La dernière formule constituait un piège car chaque camarade avait reçu l’ordre de ne parler qu’à Adam Selene en personne. On ne cherchait jamais à réprimander celui qui n’appliquait pas la consigne, mais on avertissait immédiatement son chef de cellule de ne pas lui faire confiance pour les questions vitales.

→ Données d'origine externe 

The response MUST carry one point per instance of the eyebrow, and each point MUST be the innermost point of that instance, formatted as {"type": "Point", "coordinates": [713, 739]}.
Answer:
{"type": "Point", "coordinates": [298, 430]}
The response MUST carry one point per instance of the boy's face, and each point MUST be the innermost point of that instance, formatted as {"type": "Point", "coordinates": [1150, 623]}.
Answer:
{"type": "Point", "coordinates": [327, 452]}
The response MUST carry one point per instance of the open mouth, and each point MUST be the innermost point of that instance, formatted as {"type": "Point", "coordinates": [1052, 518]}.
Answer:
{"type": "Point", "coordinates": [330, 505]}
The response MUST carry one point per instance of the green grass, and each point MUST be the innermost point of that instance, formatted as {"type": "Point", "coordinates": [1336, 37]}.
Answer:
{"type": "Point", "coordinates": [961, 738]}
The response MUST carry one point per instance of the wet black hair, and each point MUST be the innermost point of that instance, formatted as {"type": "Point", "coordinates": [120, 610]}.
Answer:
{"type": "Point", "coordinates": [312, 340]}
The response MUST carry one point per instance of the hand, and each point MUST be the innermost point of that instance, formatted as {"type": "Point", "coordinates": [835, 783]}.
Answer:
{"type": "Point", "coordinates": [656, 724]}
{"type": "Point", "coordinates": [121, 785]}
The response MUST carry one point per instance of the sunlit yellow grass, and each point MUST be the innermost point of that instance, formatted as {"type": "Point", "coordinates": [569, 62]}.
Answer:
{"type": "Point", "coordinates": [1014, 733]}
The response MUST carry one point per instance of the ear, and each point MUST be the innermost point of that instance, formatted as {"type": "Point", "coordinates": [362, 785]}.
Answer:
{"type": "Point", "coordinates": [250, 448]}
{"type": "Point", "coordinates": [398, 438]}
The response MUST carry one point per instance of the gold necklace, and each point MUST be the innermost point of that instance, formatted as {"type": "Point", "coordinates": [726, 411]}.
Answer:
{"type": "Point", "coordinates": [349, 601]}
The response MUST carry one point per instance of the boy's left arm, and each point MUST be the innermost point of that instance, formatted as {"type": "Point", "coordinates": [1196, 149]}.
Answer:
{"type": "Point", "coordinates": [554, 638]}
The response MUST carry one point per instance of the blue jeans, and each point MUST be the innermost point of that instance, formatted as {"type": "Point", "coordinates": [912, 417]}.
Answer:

Les répercussions ne se sont pas fait attendre. « Luna Libre ! » ou « Luna sera libérée ! » sont devenus des slogans chez les jeunes, puis chez les citoyens plus établis. La première fois que j’ai entendu un de ces slogans pendant une conversation d’affaires, j’ai failli en avaler ma langue. J’ai ensuite appelé Mike et je lui ai demandé si mon correspondant appartenait au Parti. Ce n’était pas le cas. J’ai donc recommandé à Mike de faire des recherches dans le réseau du Parti pour voir si quelqu’un pouvait le recruter.

Les échos les plus intéressants, nous les trouvions dans le dossier « Zèbre ». Adam Selene, dans les archives du chef de la police, ne se présentait pas comme le Sélénite modèle que nous avions créé, plutôt comme le pseudo du chef d’un nouveau mouvement clandestin.